Roma – L’elezione di Donald Trump alla Casa bianca dimostra che le sorprese, in politica, sono possibili. Nel caso delle primarie del Pd, tuttavia, appare pressoché impossibile registrare colpi di scena. Dopo una campagna soporifera e poco attrattiva – appena 751 mila spettatori per l’unico ‘triello’ televisivo tra i candidati Michele Emiliano, Andrea Orlando e Matteo Renzi – il sondaggista Nando Pagnoncelli riporta sul Corriere della sera che domenica si recherà ai gazebo poco più di un milione e mezzo di elettori al massimo, ben lontani dai 2,8 milioni delle primarie 2013, e che 3 preferenze su quattro andranno al segretario uscente Renzi.
L’ex presidente del Consiglio sembra dunque destinato a rimettersi alla guida del Partito democratico. E non è da escludere che, rinvigorito da un nuovo mandato plebiscitario (se di plebiscito si può parlare con un’affluenza praticamente dimezzata rispetto al 2013), possa decidere di forzare la mano per andare al voto anticipato. Una mossa che gli consentirebbe di non dover sostenere prima delle elezioni, da segretario del principale partito di maggioranza, una Legge di bilancio che si annuncia particolarmente spinosa per chi ambisce a tornare al governo.
La pulsione per una fine anticipata della legislatura si scontra però con il monito del presidente della Repubblica, Sergio Mattarella, sulla necessità di varare prima una legge elettorale. Il sistema venuto fuori da due sentenze della Corte costituzionale, infatti, non dà certezze. O meglio, visti il panorama attuale, con tre poli a contendersi i voti, e la differenza di regole tra Camera e Senato, c’è la certezza di ingovernabilità.
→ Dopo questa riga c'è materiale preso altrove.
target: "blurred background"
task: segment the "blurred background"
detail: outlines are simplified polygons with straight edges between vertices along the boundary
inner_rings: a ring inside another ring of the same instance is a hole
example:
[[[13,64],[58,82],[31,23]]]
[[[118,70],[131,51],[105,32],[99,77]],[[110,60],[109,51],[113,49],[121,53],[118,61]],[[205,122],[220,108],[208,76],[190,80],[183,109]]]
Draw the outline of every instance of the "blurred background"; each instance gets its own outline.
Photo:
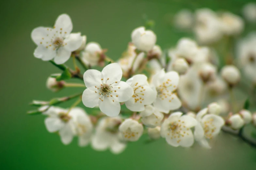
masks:
[[[207,150],[196,145],[175,148],[162,139],[145,144],[147,135],[129,144],[123,152],[81,148],[76,139],[69,145],[49,133],[43,116],[28,116],[33,99],[48,100],[81,91],[66,89],[53,94],[46,89],[48,77],[59,70],[33,56],[30,38],[34,28],[53,25],[60,14],[68,14],[73,32],[80,31],[87,42],[99,42],[108,55],[120,56],[135,28],[143,24],[142,15],[155,22],[157,44],[174,46],[186,33],[170,26],[168,18],[181,9],[203,7],[240,15],[247,0],[12,0],[1,2],[1,102],[0,166],[3,170],[215,169],[255,170],[256,149],[236,137],[220,134]],[[246,33],[248,30],[246,30]],[[72,66],[72,65],[70,65]],[[73,101],[61,106],[70,106]],[[83,106],[82,103],[80,106]]]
Dunque, è la necessità di varare una riforma elettorale a dare la garanzia che l’esecutivo di Paolo Gentiloni è destinato ad andare avanti.
Ciò non vuol dire, però, che il termine sia la scadenza naturale della legislatura. Perché se si approvasse una nuova legge elettorale in tempo – e l’intervento del Colle ha dato un’accelerazione ai lavori, con un calendario che prevede per il 25 maggio la presentazione di una proposta di base da iniziare a discutere, e magari anche a votare, alla Camera entro fine mese – le riserve di Mattarella su uno scioglimento anticipato del Parlamento potrebbero cadere. Altrimenti, l’inquilino del Quirinale è determinato a non consentire un voto che rappresenterebbe un salto nel buio. Anche qualora l’attuale esecutivo dovesse inciampare al Senato, dove i numeri della maggioranza sono ristretti, sarebbe pronto ad affidare un nuovo incarico per un governo che vari la manovra finanziaria da presentare entro il 15 ottobre, per garantire la tenuta dei conti pubblici e rassicurare i partner europei, e che consenta l’approvazione di una legge elettorale omogenea.